I really hope that it turns out to be some innocent explanation and that the jewellery turns up.

HeirOfNothingInParticular Sun 25-Dec-16 09:53:58

When my late MIL was in a nursing home, someone used to steal her batteries! DH used to buy Duracell for her TV remote control, and when he was next there (he used to visit every 2/3 weeks, as we lived 250 miles away) she would be complaining her TV wouldn't work, and the batteries had been replaced with some cheap dead ones. This happened on many occasions. She also had money taken on several occasions. I hope I never have to live in a nursing home.

Brewdolf Sun 25-Dec-16 10:16:39

Poor MIL. This happened to my Nan when she was in the home.
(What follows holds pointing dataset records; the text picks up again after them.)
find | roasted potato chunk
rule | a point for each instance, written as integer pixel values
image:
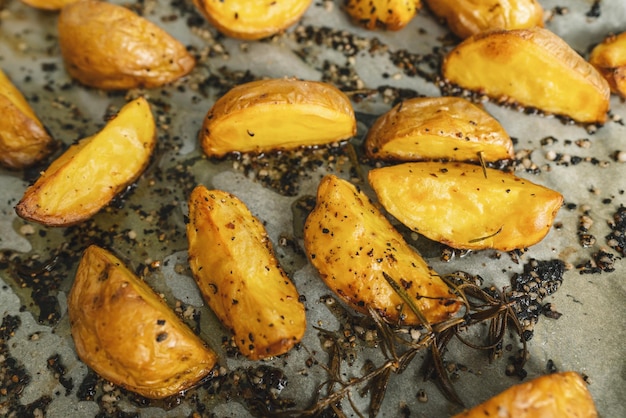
(429, 128)
(252, 20)
(90, 173)
(112, 48)
(234, 265)
(23, 139)
(462, 206)
(277, 114)
(48, 4)
(469, 17)
(125, 332)
(609, 57)
(386, 14)
(531, 67)
(554, 395)
(351, 244)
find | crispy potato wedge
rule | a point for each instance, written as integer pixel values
(234, 265)
(554, 395)
(125, 332)
(90, 173)
(386, 14)
(23, 139)
(351, 244)
(531, 67)
(48, 4)
(252, 20)
(109, 47)
(469, 17)
(277, 114)
(461, 206)
(609, 57)
(430, 128)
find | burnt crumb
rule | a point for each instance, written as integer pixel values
(58, 368)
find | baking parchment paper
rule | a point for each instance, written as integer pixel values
(146, 226)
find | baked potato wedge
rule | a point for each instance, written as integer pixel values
(23, 139)
(469, 17)
(125, 332)
(431, 128)
(277, 114)
(609, 57)
(386, 14)
(109, 47)
(352, 245)
(234, 265)
(462, 206)
(48, 4)
(554, 395)
(252, 20)
(91, 172)
(530, 67)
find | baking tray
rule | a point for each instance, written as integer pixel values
(40, 372)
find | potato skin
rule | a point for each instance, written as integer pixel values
(234, 265)
(609, 57)
(387, 14)
(469, 17)
(48, 4)
(555, 395)
(23, 139)
(275, 115)
(430, 128)
(125, 332)
(112, 48)
(252, 20)
(351, 244)
(457, 205)
(90, 173)
(531, 67)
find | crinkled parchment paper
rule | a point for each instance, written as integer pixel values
(146, 226)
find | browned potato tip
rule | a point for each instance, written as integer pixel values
(90, 173)
(277, 114)
(125, 332)
(467, 206)
(530, 67)
(431, 128)
(110, 47)
(469, 17)
(48, 4)
(385, 14)
(609, 57)
(23, 139)
(554, 395)
(252, 20)
(234, 265)
(352, 245)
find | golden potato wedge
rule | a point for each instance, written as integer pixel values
(23, 139)
(469, 17)
(430, 128)
(459, 205)
(90, 173)
(531, 67)
(110, 47)
(387, 14)
(125, 332)
(351, 244)
(252, 20)
(48, 4)
(234, 265)
(277, 114)
(554, 395)
(609, 57)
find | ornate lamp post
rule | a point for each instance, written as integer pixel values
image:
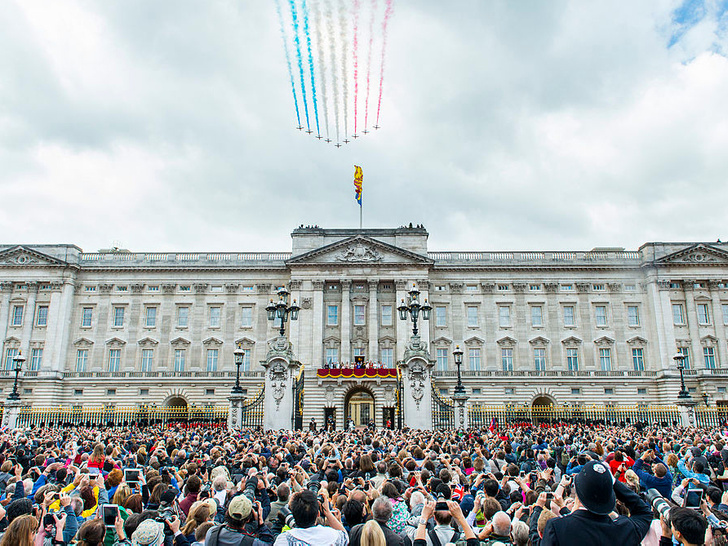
(239, 356)
(679, 359)
(458, 356)
(282, 310)
(413, 308)
(19, 361)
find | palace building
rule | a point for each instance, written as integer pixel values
(120, 328)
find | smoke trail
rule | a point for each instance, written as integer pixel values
(356, 60)
(294, 14)
(387, 15)
(288, 61)
(322, 62)
(369, 62)
(306, 32)
(344, 64)
(332, 42)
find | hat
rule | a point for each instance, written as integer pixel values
(240, 507)
(149, 533)
(594, 487)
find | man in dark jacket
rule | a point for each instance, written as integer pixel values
(590, 522)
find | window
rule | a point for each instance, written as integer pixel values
(440, 317)
(183, 317)
(36, 357)
(114, 360)
(150, 320)
(572, 359)
(386, 315)
(118, 317)
(600, 315)
(703, 314)
(17, 315)
(246, 360)
(474, 358)
(246, 317)
(686, 361)
(638, 359)
(709, 357)
(441, 360)
(332, 356)
(147, 359)
(179, 360)
(81, 360)
(332, 315)
(605, 359)
(678, 314)
(86, 317)
(633, 315)
(472, 316)
(215, 314)
(360, 315)
(536, 315)
(507, 359)
(569, 319)
(41, 316)
(504, 316)
(388, 358)
(539, 359)
(212, 360)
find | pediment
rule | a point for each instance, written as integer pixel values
(359, 250)
(20, 256)
(697, 254)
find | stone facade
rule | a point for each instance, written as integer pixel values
(125, 328)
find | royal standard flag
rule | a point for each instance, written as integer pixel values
(358, 180)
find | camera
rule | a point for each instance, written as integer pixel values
(659, 503)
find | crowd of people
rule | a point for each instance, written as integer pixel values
(521, 485)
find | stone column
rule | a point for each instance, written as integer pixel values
(345, 321)
(373, 352)
(417, 385)
(281, 370)
(28, 320)
(461, 410)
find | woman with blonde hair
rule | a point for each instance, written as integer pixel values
(21, 532)
(372, 534)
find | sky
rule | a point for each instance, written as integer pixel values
(169, 125)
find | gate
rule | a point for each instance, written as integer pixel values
(298, 391)
(443, 411)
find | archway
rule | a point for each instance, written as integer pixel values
(359, 406)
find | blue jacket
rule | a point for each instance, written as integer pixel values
(663, 485)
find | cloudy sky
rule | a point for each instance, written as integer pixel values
(169, 125)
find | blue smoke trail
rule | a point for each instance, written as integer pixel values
(304, 8)
(294, 14)
(288, 61)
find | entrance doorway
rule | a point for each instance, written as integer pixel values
(359, 406)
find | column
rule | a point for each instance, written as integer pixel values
(317, 334)
(403, 327)
(373, 352)
(28, 320)
(346, 321)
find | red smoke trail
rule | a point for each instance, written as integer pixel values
(369, 62)
(356, 59)
(387, 15)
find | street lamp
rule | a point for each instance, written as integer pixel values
(239, 354)
(458, 356)
(412, 309)
(281, 310)
(679, 359)
(19, 361)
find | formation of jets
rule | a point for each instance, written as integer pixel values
(328, 140)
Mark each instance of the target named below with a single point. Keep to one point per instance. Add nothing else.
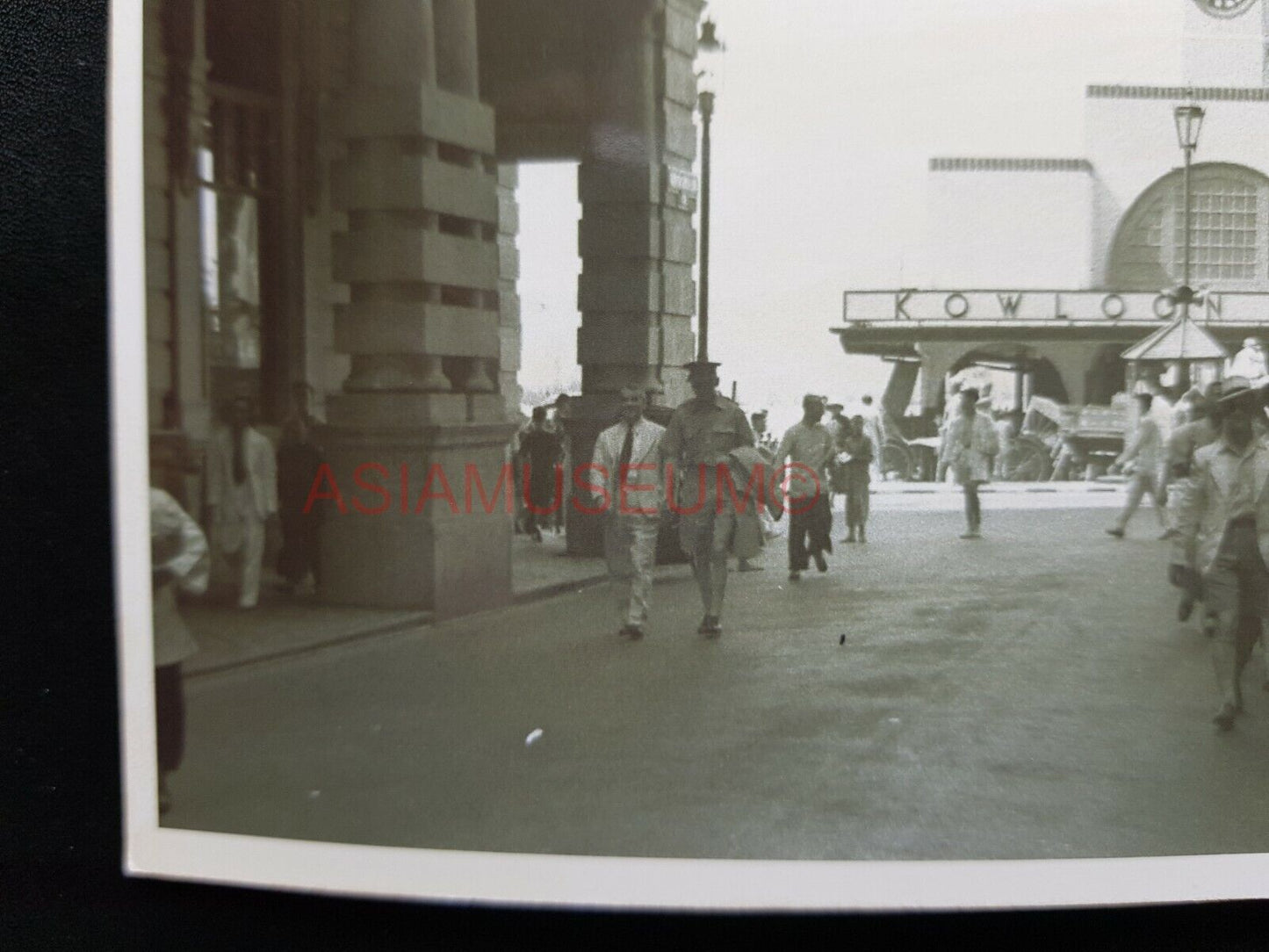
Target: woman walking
(854, 464)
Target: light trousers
(630, 545)
(1143, 481)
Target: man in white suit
(627, 461)
(1222, 537)
(242, 495)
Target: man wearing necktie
(627, 462)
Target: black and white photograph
(702, 456)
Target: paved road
(1028, 696)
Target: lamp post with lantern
(710, 52)
(1189, 122)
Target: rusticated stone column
(508, 276)
(421, 409)
(636, 238)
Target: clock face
(1223, 8)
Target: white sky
(824, 125)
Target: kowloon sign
(999, 307)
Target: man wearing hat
(1251, 362)
(809, 447)
(627, 459)
(242, 495)
(1222, 538)
(1145, 451)
(967, 448)
(701, 435)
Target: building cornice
(1010, 165)
(1234, 94)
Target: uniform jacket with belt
(645, 451)
(1203, 507)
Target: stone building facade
(330, 198)
(1056, 265)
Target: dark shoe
(1223, 718)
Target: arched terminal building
(1054, 267)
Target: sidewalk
(1106, 484)
(285, 626)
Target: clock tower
(1226, 42)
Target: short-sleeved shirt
(703, 432)
(810, 444)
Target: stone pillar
(508, 274)
(174, 108)
(421, 413)
(636, 238)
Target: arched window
(1229, 233)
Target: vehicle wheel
(896, 462)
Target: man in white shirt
(967, 450)
(627, 459)
(809, 447)
(1251, 362)
(1145, 451)
(242, 495)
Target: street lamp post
(1189, 121)
(710, 48)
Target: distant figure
(809, 448)
(1186, 441)
(875, 428)
(702, 433)
(242, 495)
(951, 410)
(178, 559)
(1222, 538)
(631, 516)
(1251, 362)
(541, 451)
(967, 448)
(299, 461)
(835, 422)
(1006, 435)
(1069, 459)
(854, 461)
(1145, 452)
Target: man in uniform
(701, 435)
(809, 446)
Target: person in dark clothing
(541, 450)
(299, 459)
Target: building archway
(1107, 376)
(1229, 233)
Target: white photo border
(592, 883)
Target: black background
(60, 819)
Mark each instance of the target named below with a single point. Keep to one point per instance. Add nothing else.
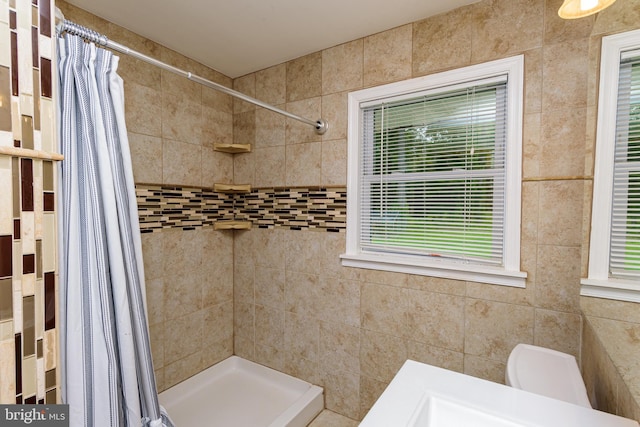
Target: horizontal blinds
(624, 260)
(433, 170)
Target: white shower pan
(240, 393)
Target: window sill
(437, 268)
(621, 290)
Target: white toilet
(547, 372)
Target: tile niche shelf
(232, 188)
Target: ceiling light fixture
(573, 9)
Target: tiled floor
(331, 419)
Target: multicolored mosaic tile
(322, 209)
(28, 349)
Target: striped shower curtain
(107, 373)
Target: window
(614, 251)
(434, 175)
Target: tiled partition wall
(28, 347)
(348, 329)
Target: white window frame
(508, 273)
(598, 283)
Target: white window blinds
(624, 259)
(433, 174)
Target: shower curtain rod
(64, 25)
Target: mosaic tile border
(318, 208)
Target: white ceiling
(237, 37)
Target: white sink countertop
(422, 395)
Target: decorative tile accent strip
(322, 209)
(294, 208)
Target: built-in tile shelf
(232, 188)
(232, 148)
(232, 225)
(29, 153)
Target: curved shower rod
(63, 25)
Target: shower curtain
(107, 372)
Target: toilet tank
(547, 372)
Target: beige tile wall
(349, 330)
(172, 126)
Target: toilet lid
(547, 372)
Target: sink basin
(422, 395)
(436, 411)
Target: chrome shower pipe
(64, 25)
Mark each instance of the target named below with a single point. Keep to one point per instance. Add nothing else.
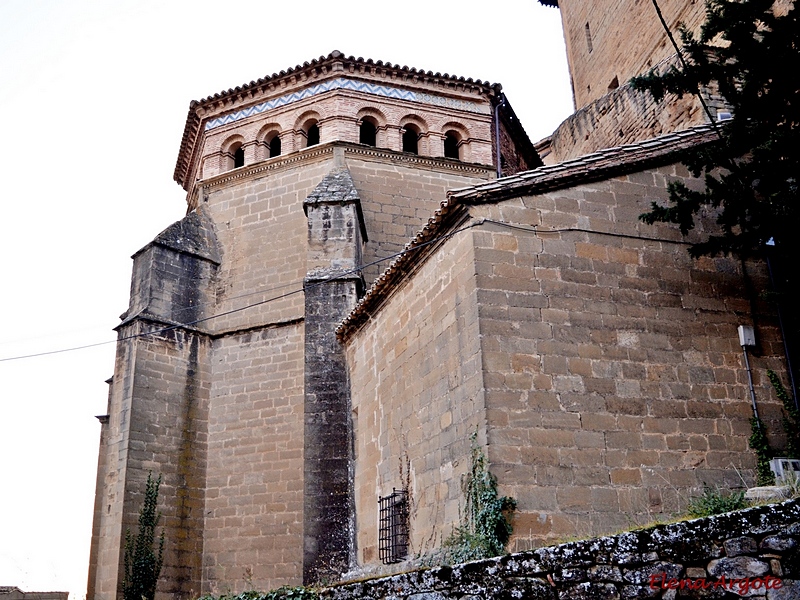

Eventually my DPs managed to get her to part with most of her cherished possessions into safekeeping with them but it was very sad as she was never going to be able to leave the home. So unfair that they can't have nice things with them to make these places seem homely sad

Mindtrope Sun 25-Dec-16 10:17:28

The nursing home should be the ones to report it

Why? It's the poor woman who has been the victim of theft. Damn right the OP should report it.

RandomMess Sun 25-Dec-16 10:23:07

sad

girlelephant Sun 25-Dec-16 10:26:38

That's horrid!

Beebeeeight Sun 25-Dec-16 10:27:13

My DGM's jewellery was stolen from hospital.

lalalalyra Sun 25-Dec-16 10:28:07

Speak to the staff right away. It could be another resident - particularly if they have any with dementia. They should have enough staff to keep an eye all the time but they don't. We're frequently having to remove things from DH's Aunt that we know she's picked up when she's been in the wrong room. She is oblivious.

If anything goes missing Aunts room is always where the staff look first.

UnbornMortificadoAtChristmas Sun 25-Dec-16 10:28:49

It couldn't be another resident could it? In one of my hospital stays there was an elderly lady who's MH issues coupled with dementia made her light fingered.